Molecule from Moroccan cactuslike plant shows promise in post-operative pain control

A molecule derived from a cactuslike plant native to Morocco has been successfully used to block incision-site pain in rats after an operation.

The molecule is called resiniferatoxin, or RTX, and is 500 times more potent than the chemical that produces heat in hot peppers. It may ultimately help to curb the use of opioids while in the hospital and during recovery from an operation, according to researchers at the U.S. National Institutes of Health Clinical Center.

RTX is not an opioid and does not act in the brain but on nerve endings in the skin. Researchers found that it could be used to selectively relieve the pain from an incision following surgery for approximately 10 days afterward in animal models. Scientists pretreated the site by injecting RTX under the skin where the incision was to occur to make the nerve endings in the skin and the subcutaneous tissue along the incision path insensitive to pain.

"This is actually an extremely simple concept to get across," Michael Iadarola, who led the research at the NIH Clinical Center, told S&P Global Market Intelligence in an interview.

SNL Image

A cactuslike plant native to Morocco produces a chemical that has been shown to block pain, U.S. researchers reported.

Source: Associated Press

RTX allows many sensations such as touch, vibration and muscle function to be preserved — unlike local anesthetics, which block all nerve activity. "We didn't exactly discover this compound, but we discovered how to use it," Iadarola said. "Basically we block all of the post-operative pain at the site of the skin, and somewhat deeper, and by the time the pain fibers come back, the wound is healed."

Opioids such as morphine and fentanyl, often used for post-operative pain, come with side effects that can include nausea and vomiting, constipation and the risk of misuse.

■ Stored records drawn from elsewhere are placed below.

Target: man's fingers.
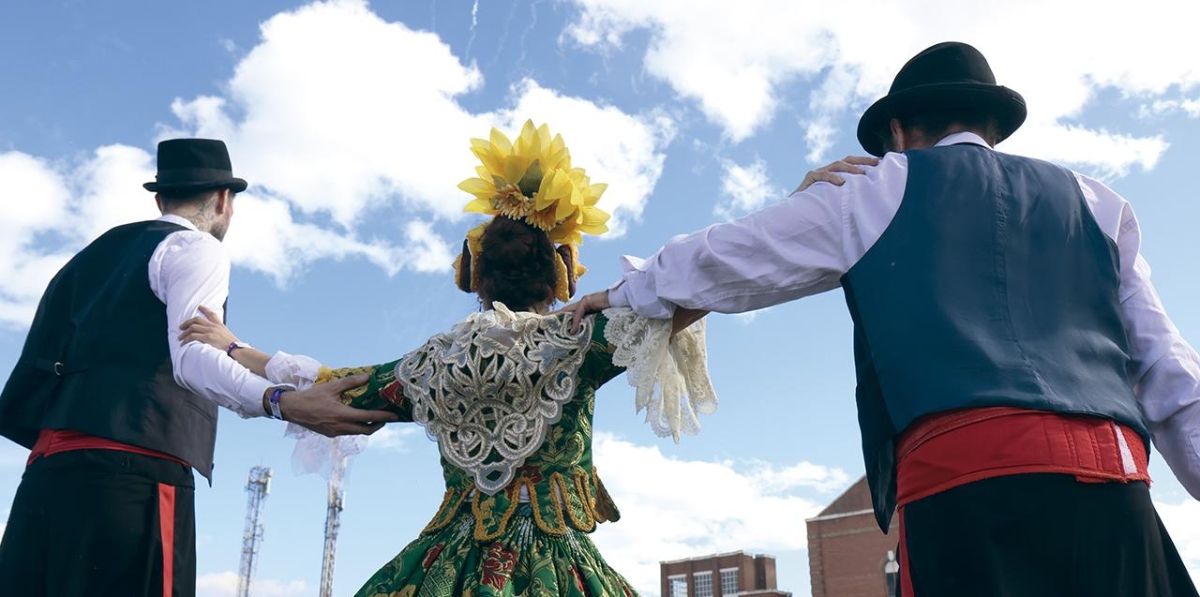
[200,304,221,324]
[344,406,400,423]
[325,373,371,393]
[571,302,583,333]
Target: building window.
[721,568,740,596]
[667,574,688,597]
[692,571,713,597]
[883,549,900,597]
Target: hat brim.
[858,83,1027,156]
[142,179,250,193]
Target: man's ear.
[216,188,233,216]
[888,119,911,151]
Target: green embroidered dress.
[317,306,637,597]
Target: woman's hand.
[179,304,240,352]
[792,156,880,194]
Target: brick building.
[806,477,900,597]
[659,551,792,597]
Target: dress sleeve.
[317,361,413,422]
[580,314,625,387]
[596,307,716,442]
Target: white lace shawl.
[396,302,593,495]
[274,303,718,495]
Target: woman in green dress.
[185,122,715,597]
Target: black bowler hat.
[142,139,247,193]
[858,42,1026,156]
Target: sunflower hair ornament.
[454,120,608,301]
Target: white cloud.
[499,79,676,234]
[566,0,1200,174]
[714,159,782,218]
[367,424,424,452]
[163,0,671,237]
[593,433,851,595]
[0,0,673,326]
[1154,500,1200,585]
[196,571,311,597]
[0,145,157,326]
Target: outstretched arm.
[559,291,708,336]
[179,304,271,378]
[179,306,402,438]
[608,153,892,319]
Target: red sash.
[25,429,191,468]
[896,406,1150,595]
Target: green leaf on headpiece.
[517,159,541,198]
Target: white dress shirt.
[149,215,271,418]
[608,133,1200,499]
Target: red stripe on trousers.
[158,483,175,597]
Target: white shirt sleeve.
[149,230,271,418]
[608,153,908,319]
[1075,174,1200,499]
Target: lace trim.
[396,303,593,495]
[604,308,718,444]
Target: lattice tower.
[319,441,347,597]
[238,466,271,597]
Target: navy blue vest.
[841,145,1147,531]
[0,221,217,480]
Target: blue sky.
[0,0,1200,596]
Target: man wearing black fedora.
[0,139,395,597]
[568,42,1200,597]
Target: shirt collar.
[934,131,990,147]
[158,213,197,230]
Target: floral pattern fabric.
[318,315,637,597]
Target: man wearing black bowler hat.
[568,42,1200,597]
[0,139,395,597]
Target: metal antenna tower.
[319,439,347,597]
[238,466,271,597]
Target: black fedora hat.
[858,42,1026,156]
[142,139,247,193]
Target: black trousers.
[901,474,1198,597]
[0,450,196,597]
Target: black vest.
[841,145,1147,530]
[0,221,217,480]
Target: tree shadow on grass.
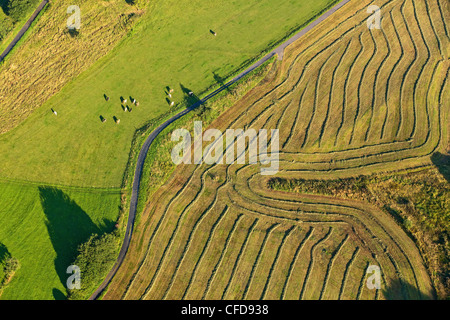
[431,152,450,182]
[382,279,435,300]
[39,187,114,294]
[180,83,200,108]
[0,242,11,264]
[0,0,9,15]
[213,71,231,92]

The U.S. opioid epidemic is getting worse, and effective, less-addictive alternatives to those drugs are in demand.

Iadarola said he has researched the compound for use in humans as an eye drop for pain such as a corneal abrasion, in severe pain associated with advanced cancer and in animals with osteoarthritis, among other uses.

He has just submitted a paper about an osteoarthritis study he conducted with dogs, in which RTX was administered into a canine knee or elbow joint. A very long duration was observed, with pain suppression of a median of five months and the longest effect up to 18 months.

"I've undertaken this study with everything," said Iadarola. "Name a pain problem that I haven't done!"

Experimental contraceptive for men blocks sperm in monkeys

Researchers have developed a compound that temporarily interferes with sperm mobility in monkeys, raising the potential that a reversible male contraceptive might be developed, offering an alternative to condoms or vasectomy.

Michael O'Rand led a team of scientists at the University of North Carolina at Chapel Hill along with local company Eppin Pharma Inc., focusing on the sperm surface protein EPPIN after finding that compounds that bind to it interfere with sperm mobility.

The researchers created a compound called EP055 and found that within 30 hours of injecting it into four rhesus macaque monkeys, sperm mobility had dropped below 32%, a level considered too low to penetrate the tough outer layer of an egg to fertilize it. After a higher dose was administered, within six to eight hours the sperm's ability to mobilize had dropped to about 20%.

Investigators have been trying to develop another contraceptive option for men by either turning off sperm production or limiting its mobility by impairing its ability to swim toward the egg. These results, published in the medical journal PLOS ONE on April 19, demonstrated that sperm mobility levels remained low in three of the four monkeys for at least 78 hours after the infusions and had recovered fully 18 days later. No side effects were detected in the monkeys.

"Simply put, the compound turns off the sperm's ability to swim, significantly limiting fertilization capabilities," O'Rand said. "This makes EP055 an ideal candidate for nonhormonal male contraception."

The researchers have begun to formulate a pill version of the compound to carry out further tests in lab animals.